On Tuesday, a bipartisan bill to allow federal funding for human embryonic stem-cell research passed the Senate with a healthy margin; the House had already passed the measure last year. Both Maine's senators and representatives supported the measure. President Bush vetoed the legislation Wednesday.

The stem-cell debate is a version of the abortion debate that has suffused and bedeviled American political discourse since the 1980s. It has big implications; already, pundits are saying that some of the fall's congressional and governors' races may hinge on a candidate's position on stem-cell research. Democrats have seized on the issue as a litmus test: "This is the kind of issue that voters use to distinguish members who are beholden to the far right," a Democratic campaign official told the Washington Post.

The issue is not new; it began when researchers at the University of Wisconsin announced in 1998 that they had isolated and kept alive long-term cultures of the cells. It turns out that stem cells from embryos can make virtually innumerable copies of themselves in a laboratory setting; they can also, when chemically signaled, turn into almost any tissue or cell in the body.

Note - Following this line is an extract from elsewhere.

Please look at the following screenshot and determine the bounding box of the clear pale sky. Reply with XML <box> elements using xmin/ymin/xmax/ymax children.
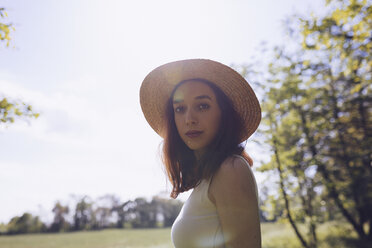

Their therapeutic use thus becomes virtually limitless; scientists say they hope to one day be able to transplant brain or heart or other cells made from stem cells into patients with damaged or diseased versions of those cells.

After the Wisconsin scientists' announcement, the National Institutes of Health empaneled a group of experts to devise ethical guidelines for the use of stem cells in research. Their guidelines, issued at the end of the Clinton administration, called for awarding federal grants to scientists to study embryonic stem-cell colonies as long as the embryos were developed in a fertility treatment context, were not needed by the people whose eggs and sperm made them and were donated by the couple for research purposes. But when George Bush became president, he changed the rules, limiting federal money to research on stem-cell lines derived from embryos already destroyed by the date of his announcement, Aug. 9, 2001.

Scientists say the restrictions have hamstrung what could have been substantial progress on cures derived from stem cells. They've been forced to raise private money to pay for the kind of basic research normally supported by the federal government; the limited number of lines available for research have proven less than fruitful because of defects that have emerged in them. Resources have been wasted in building duplicate laboratories for research on new lines that have been developed, in order to avoid using federal research money on them. And families with loved ones suffering from diseases that could be helped by embryonic stem-cell research are left wondering: Is it possible that their loved one could be killed by a deadly combination of disease and the political ideology that suppressed a cure?

When President Bush vetoed the legislation Wednesday, he used the language of the anti-abortion movement that has historically supported him. "This bill would support the taking of innocent human life in the hope of finding medical benefits for others. It crosses a moral boundary that our decent society needs to respect."

We disagree. We can be a decent society and recognize that it is moral to use embryos destined for the trash heap as the source for possible medical cures. The potential exists to save innumerable lives by using embryonic stem cells, and we believe the moral imperative lies in advancing that research, not retarding it.